Josephine Klein (1987)* described this "harmonious interpenetrating mix-up" as "a state of mind in which self and other merge and drift apart like seaweeds in the sea ... .”   A perfect metaphor, it feels true to to the primary intrauterine environment.  The quiescent drifting, the fluid rhythm of fusion and apartness, the sense of containment, the feeling of being held and not falling –– these inhere in this image of lazily drifting seaweeds.  *(See Our Need for Others and Its Roots in Infancy, p. 114.)

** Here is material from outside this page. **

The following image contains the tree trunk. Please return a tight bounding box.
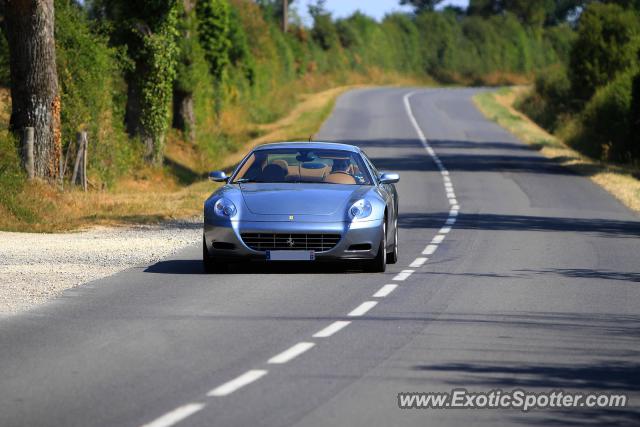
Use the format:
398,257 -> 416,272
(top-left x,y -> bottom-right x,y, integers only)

This metaphor feels true to my experience with music, to the rhythm of being embedded in sound, then attentionally apart, then embedded, and so on. Music is one of my primary background substances, and it matters a great deal.



1 comment :

Tom K. said...

This discussion about music as background, then becoming foreground as a jumping off point, and then back, reminds me of the wonderful new HBO series Treme. The music of New Orleans is deeply embedded in the series; both as atmosphere -- it appears that the marvelously Louisiana-centric radio station WWOZ is on in the background almost everywhere -- and as a jumping off point for the storytelling. One of my favorite little moments so far is when a daughter has just brought her proud, stubborn father and his salvaged belongings back to his home in the Gentilly neighborhood, against her better judgment. She's immensely sad about the devastated state of her childhood home and the City she obviously loves too, and both worried for her father's safety and mental state and angry that (as usual) he won't listen to her pleas to come back and settle with her in Baton Rouge. She calls her brother to enlist his help, and gets little cooperation or encouragement. In the background on the radio as she's on the phone is a lovely version of "Do You Know What It Means To Miss New Orleans?" When she hangs up, angry and frustrated on many levels, she says to herself "I hate that f*cking song!" and turns the radio off.